Q: My 401(k) investments have done very well in the past several years. But I’m worried if the stock market goes down, I would stand to lose more money than before. How can I make sure I’m not taking on too much risk?
A: You’re certainly not alone with this question. As stocks have risen dramatically in the past several years, many people will find their level of stock exposure is likely greater than it used to be. Here are some thoughts on the concept of rebalancing to help keep your risk in check.
By now, you have probably received year-end statements for your investment accounts and retirement plan. If your investments include a large share of stocks or stock funds, the news was probably good. In fact, 2017 was a banner year for stocks in general. The S&P 500 increased by 19 percent for the year, the Dow Jones Industrial Average gained 25 percent, and the NASDAQ Composite increased an impressive 28 percent. Growth and value stocks both did well, while large, mid and small cap indices all saw double-digit gains.1
This strong performance adds to an already solid bull run — the second longest in history. From the start of 2009 to the end of 2017, the Dow Jones Industrial Average increased approximately 180 percent, the S&P 500 almost 196 percent, and the NASDAQ Composite an impressive 338 percent.2
Market analysts are at odds as to where the market will go from here. But they do agree on one thing: such a run-up is likely to leave many portfolios heavily weighted in stocks. For many, it could be a good time to rebalance.
Portfolio Drift 20173
A portfolio initially composed of 60-percent stocks, 30-percent bonds and 10-percent cash at the end of 2016 would have seen the stock portion grow to 64 percent by the end of 2017, due to the outperformance of stocks. Portfolio drift can be even more significant over longer time periods. A portfolio with the same allocations and initially purchased at the end of 2008 would have seen the equity portion grow to 80 percent, and the bond and cash portions shrink to 16 percent and 4 percent, respectively.3 That’s why many advisors recommend rebalancing at least once a year to help restore your original asset mix or target allocation.

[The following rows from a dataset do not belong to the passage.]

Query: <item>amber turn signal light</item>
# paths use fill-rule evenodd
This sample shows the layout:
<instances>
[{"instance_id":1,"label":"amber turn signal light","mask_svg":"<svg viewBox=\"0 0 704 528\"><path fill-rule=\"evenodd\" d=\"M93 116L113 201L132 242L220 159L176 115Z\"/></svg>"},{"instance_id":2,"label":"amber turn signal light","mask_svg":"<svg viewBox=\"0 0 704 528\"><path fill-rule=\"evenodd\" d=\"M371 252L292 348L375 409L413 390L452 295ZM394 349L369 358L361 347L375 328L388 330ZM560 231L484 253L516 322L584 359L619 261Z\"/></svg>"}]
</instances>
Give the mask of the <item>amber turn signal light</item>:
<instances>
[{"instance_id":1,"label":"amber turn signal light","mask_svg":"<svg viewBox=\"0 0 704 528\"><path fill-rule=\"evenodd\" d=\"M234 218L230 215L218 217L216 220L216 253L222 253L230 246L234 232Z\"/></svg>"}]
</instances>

Different ways to rebalance
There are two ways to rebalance. The first is to direct a larger percentage of your new contributions to the asset class that's lagging and therefore not in line with your long-term plan. In a workplace retirement plan, for instance, you could simply bump up your bond and cash portions until your target is restored. Another way is to sell investments in the asset class that's doing well — in this case stocks — and buy investments in the classes that did not perform as well. Keep in mind that rebalancing a portfolio may create a taxable event if done outside a tax-deferred account.
Although you may be reluctant to sell investments when their values are rising, remind yourself that you chose your asset allocation to reflect your risk tolerance, time horizon and investment objectives. If your current allocation is out of sync with these, then it may be time to rebalance. In fact, now may also be a good time to revisit your target allocation. Is it still keeping with your current circumstances? If not, realign it to fit your current objectives and rebalance accordingly. Also consider your risk exposure. A portfolio too heavily weighted in equities carries greater risk and is likely to take a bigger hit should stock prices head south.
How much longer the current bull-run will last is anyone’s guess. But you can take steps to make sure your portfolio stays aligned with your goals.
Jeremy Gussick is a Registered Representative with, and securities and advisory services are offered through LPL Financial, a Registered Investment Advisor, Member FINRA/SIPC.
1Source: DST Systems, Inc. Growth stocks represented by the S&P 500 Growth Index, Value stocks by the S&P 500 Value Index, large-cap stocks by the S&P 500 Index, midcap stocks by the S&P 400 Midcap Index, and small-cap stocks by the S&P 600 Small Cap Index. Past performance is no indication of future returns. Your results will differ.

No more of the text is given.